Pascal Lamy, Directeur Général de l'Organisation Mondiale du Commerce (OMC) fait une analyse de la mondialisation et du protectionisme dans Le Point du 19 Janvier 2012
Une classe politique française enfermée dans une vision très idéologique
"Ce qui frappe en France, c'est que les préoccupations protectionnistes traversent tout le spectre politique de l'extrême droite à l'extrême gauche. Et que le débat occupe d'avantage la classe politique que les millieux d'affaires. Dans les quelques pays - Etats-Unis, Chine, Brésil - où le protectionnisme est évoqué, il s'agit de défendre des secteurs, l'acier, l'automobile, le textile, le sucre.....La démarche est concrète, pragmatique. En France, on refait le monde. Ce sont des discussions abstraites, étonnamment éloignées de la réalité.
L'Europe n'est pas une "passoire"
Le montant des droits de douane perçus par l'Union européenne, les Etats-Unis ou le Japon représente un même pourcentage du commerce de chacun. L'EUrope se protège tout autant que les Américains et les Japonais, y compris par des mesures réglementaires ou des normes dites "barrières non tarifaires".
La Chine protége son industrie, l'Europe protège son agriculture
Les droits de douane européens sur les produits industriels sont en moyenne de 3 à 4 %. Pour la Chine, qui reste tout de même un pays en développement, c'est 9 %. Si l'on prend les droits sur l'agriculture, la situation est inversée. Les droits chinois moyens sont inférieurs à ceux de l'Union Européenne.

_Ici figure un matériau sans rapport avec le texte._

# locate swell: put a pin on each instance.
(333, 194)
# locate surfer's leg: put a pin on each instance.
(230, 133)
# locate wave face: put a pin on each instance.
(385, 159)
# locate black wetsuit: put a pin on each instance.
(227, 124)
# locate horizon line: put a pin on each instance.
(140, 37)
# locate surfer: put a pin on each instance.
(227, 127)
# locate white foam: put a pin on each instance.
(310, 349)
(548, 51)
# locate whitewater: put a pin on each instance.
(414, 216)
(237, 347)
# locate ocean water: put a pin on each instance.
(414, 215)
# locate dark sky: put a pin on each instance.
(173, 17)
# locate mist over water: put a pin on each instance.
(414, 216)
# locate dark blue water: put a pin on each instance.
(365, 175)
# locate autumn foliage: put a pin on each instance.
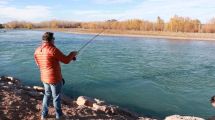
(175, 24)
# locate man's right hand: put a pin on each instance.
(74, 53)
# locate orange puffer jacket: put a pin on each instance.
(47, 58)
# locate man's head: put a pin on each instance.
(48, 37)
(213, 101)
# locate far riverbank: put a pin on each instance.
(132, 33)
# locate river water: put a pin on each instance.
(153, 77)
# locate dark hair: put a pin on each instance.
(48, 36)
(212, 99)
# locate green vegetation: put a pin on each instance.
(175, 24)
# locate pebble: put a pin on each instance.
(10, 78)
(10, 83)
(2, 84)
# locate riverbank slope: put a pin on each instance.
(22, 102)
(132, 33)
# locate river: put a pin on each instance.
(150, 76)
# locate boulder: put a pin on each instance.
(10, 83)
(99, 102)
(66, 100)
(10, 78)
(83, 100)
(178, 117)
(28, 88)
(38, 88)
(2, 84)
(97, 107)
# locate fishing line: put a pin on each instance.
(98, 34)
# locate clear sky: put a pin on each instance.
(96, 10)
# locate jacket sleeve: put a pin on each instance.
(61, 57)
(35, 58)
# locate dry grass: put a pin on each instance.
(154, 34)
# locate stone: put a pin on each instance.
(2, 84)
(100, 107)
(10, 83)
(38, 88)
(83, 100)
(66, 100)
(99, 102)
(27, 88)
(5, 87)
(178, 117)
(10, 78)
(19, 91)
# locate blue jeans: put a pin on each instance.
(55, 91)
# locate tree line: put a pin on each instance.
(175, 24)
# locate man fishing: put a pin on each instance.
(48, 58)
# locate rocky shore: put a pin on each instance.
(20, 102)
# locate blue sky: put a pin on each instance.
(99, 10)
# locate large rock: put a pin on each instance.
(178, 117)
(38, 88)
(97, 107)
(83, 100)
(66, 100)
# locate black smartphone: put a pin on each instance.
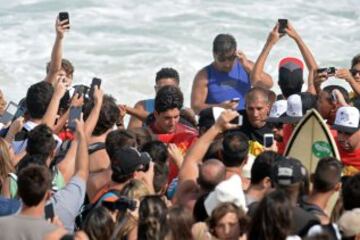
(95, 82)
(49, 212)
(282, 25)
(64, 16)
(75, 113)
(9, 112)
(268, 140)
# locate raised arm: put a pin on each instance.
(76, 101)
(307, 56)
(52, 110)
(82, 155)
(189, 169)
(56, 54)
(258, 77)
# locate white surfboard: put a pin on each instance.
(311, 140)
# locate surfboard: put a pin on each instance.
(310, 141)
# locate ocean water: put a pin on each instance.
(126, 42)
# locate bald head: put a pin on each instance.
(211, 173)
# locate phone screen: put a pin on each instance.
(268, 140)
(282, 25)
(75, 113)
(12, 108)
(95, 82)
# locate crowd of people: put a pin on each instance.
(176, 172)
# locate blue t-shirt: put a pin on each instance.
(223, 86)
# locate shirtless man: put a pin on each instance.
(226, 80)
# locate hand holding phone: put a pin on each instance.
(49, 212)
(9, 113)
(75, 113)
(282, 25)
(94, 82)
(64, 16)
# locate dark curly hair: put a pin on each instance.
(109, 113)
(168, 97)
(167, 73)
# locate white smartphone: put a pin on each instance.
(268, 140)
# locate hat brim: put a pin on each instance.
(345, 129)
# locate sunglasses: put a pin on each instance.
(354, 72)
(224, 58)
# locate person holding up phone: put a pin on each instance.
(290, 69)
(227, 77)
(59, 67)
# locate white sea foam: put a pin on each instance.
(127, 42)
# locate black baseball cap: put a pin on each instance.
(127, 160)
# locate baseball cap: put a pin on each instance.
(229, 190)
(277, 110)
(347, 119)
(127, 160)
(291, 72)
(287, 171)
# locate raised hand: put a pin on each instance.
(61, 27)
(291, 31)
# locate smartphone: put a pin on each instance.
(238, 120)
(329, 70)
(49, 211)
(282, 25)
(268, 140)
(94, 82)
(64, 16)
(75, 113)
(333, 96)
(9, 112)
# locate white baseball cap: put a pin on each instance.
(347, 119)
(229, 190)
(278, 108)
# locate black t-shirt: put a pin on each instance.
(254, 134)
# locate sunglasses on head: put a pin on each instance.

L'Union européenne recourt aussi très classiquement aux mesures anti-dumping. Début 2012, il y en a environ 150 en vigueur.
La Chine applique la législation minimale du travail de l'OIT
La Chine est membre de l'Organisation Internationale du Travail (OIT) et doit respecter les normes sur le travail. Pour la Chine, il s'agit des normes minimales.
La taxe carbonne à la frontière reviendrait à subventionner les importations
Taxer le carbonne à la frontière semble avoir de nombreux partisans en France.
Mais les exportations de l'Europe (automobiles, machines, chimie pharmacie, aciers spéciaux...) ont un contenu carbonne plus important que ses importations.
Donc, si l'on voulait réduire le contenu carbonne aux frontières, il faudrait subventionner les importations !
Le commerce international de produits intermédiaires intégrés dans des chaînes de production globales
Aujourd'hui, abstraction faite des matières premières, le commerce est le fait de 50 à 60 % de produits intermédiaires intégrés à des chaînes de production globales.
Le commerce ce produits finis a fait place à un comemrce de tâches dont l'essor a été considérable au cours des 15 dernières années. Autrement dit, pour bien exporter dans le monde d'aujourd'hui, il faut d'abord bien importer.
Dans ces conditions, le protectionisme qui protège est un mythe. i vous pénalisez vos importations, vous pénalisez vos exportations. Désormais, savoir importer est un élément essentiel de la compétitivité d'une économie. Avec toutes les chaînes de production globales existantes, il ne fait guère de sens de parler de marchandises "made dans tel ou tel pays", la plupart des marchandises sont "made in the world".
L'Argentine et le Brésil peuvent avoir une politique industrielle protectioniste
L'Argentine et le Brésil sont peu engagés dans les chaînes de production globales et exportent à 60 % des produits agricoles et des matières premières.
Ils ne sont pas comparables à la France.
Le Costa Rica, le Chili et la Colombie sont, eux, davantages intégrés à des chaînes de production globales et ne misent pas sur le protectionisme.
La perte de compétitivité française
Du début des années 90 au début des années 2010, l'Europe a conservé une part stable du marché mondial (environ 20 %), alors que les USA et le Japon ont nettement régressé.
La France a perdu des parts de marché en Europe, 5 points dans les années 2000, sans dumping social ou environnemental.
Les effets limités d'une réevaluation du yuan
Le FMI estime la sous évaluation du Yuan dans une fourchette de 7 à 20 %.
Admettons que l'on mette fin à cette sous-évaluation. Sachant que 50 %, en gros, de la valeur des exportations de la Chine des importations, les 50 % de la valeur ajoutée chinoise reviendraient plus cher aprsè une réévaluation du Yuan. Mais les 50 % importés par la Chine seraient moins chers. Résultat : le nouveau taux de change aurait un effet neutre sur le solde commercial. Les effets positifs de la réévaluation du yuan seraient sur l'inflation chinoise...qui aujourd'hui détériore sa compétitivité.
Remarque : si la Chine résiste aux pressions d'une réévaluation du Yuan, c'est que cela augmenterait l'importation de produits finis non fabriqués en Chine (vins, cognac, champagne et parfums français par exemple) et augmenterait les dépenses des touristes Chinois à l'étranger.